Beyond Aero is unique in being a start-up tackling the difficult challenge of developing an entirely new hydrogen-powered aircraft. Some competing start-ups have been focused more narrowly on developing hydrogen propulsion systems for aircraft and on introducing hydrogen-converted variants of existing aircraft types. Airbus, notably, has also been studying a clean-sheet hydrogen-powered aircraft.

Beyond Aero has already accomplished much, having modified and test flown the demonstrator, which it calls Bleriot after the pioneering French aviator.

The company replaced the demonstrator’s petrol-burning engine with a hybrid propulsion system composed of batteries providing maximum power of 40kW and a hydrogen fuel cell generating up to 45kW. The configuration has the fuel cell strapped to the demonstrator’s right-side cockpit seat and fed by three hydrogen tanks located to the rear.

Beyond Aero earlier this year completed the demonstrator’s flight-test programme, which involved 10 flights, among them two “complete” tests during which the team evaluated all the aircraft’s systems together, says Guillotin.

“It’s not often you can put an electric aircraft in the air,” says Guillotin, noting only a handful of companies have done so.

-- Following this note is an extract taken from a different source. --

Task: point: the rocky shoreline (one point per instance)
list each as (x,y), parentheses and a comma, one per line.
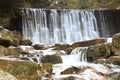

Beyond Aero faces the lengthy and complex process of developing and certificating the clean-sheet business aircraft, which it says will have 800nm (1,482km) of range. It remains in the early stages of development, and Guillotin notes that hydrogen aircraft require unique designs to accommodate large and heavy hydrogen tanks.

“You need to rethink the architecture,” she says, adding that Aero One will be designed “around” the tanks.

Potential buyers have expressed interest in orders that the company values at $646 million. Beyond Aero has been working with aviation regulators from the start but faces a long road to certification.

“The main big challenge is, it’s going to be hard to certify. And that’s what makes a difference between the start-up and an OEM,” she says.

“Aviation will be electric,” Guillotin adds. “It is going to happen. The question is when.”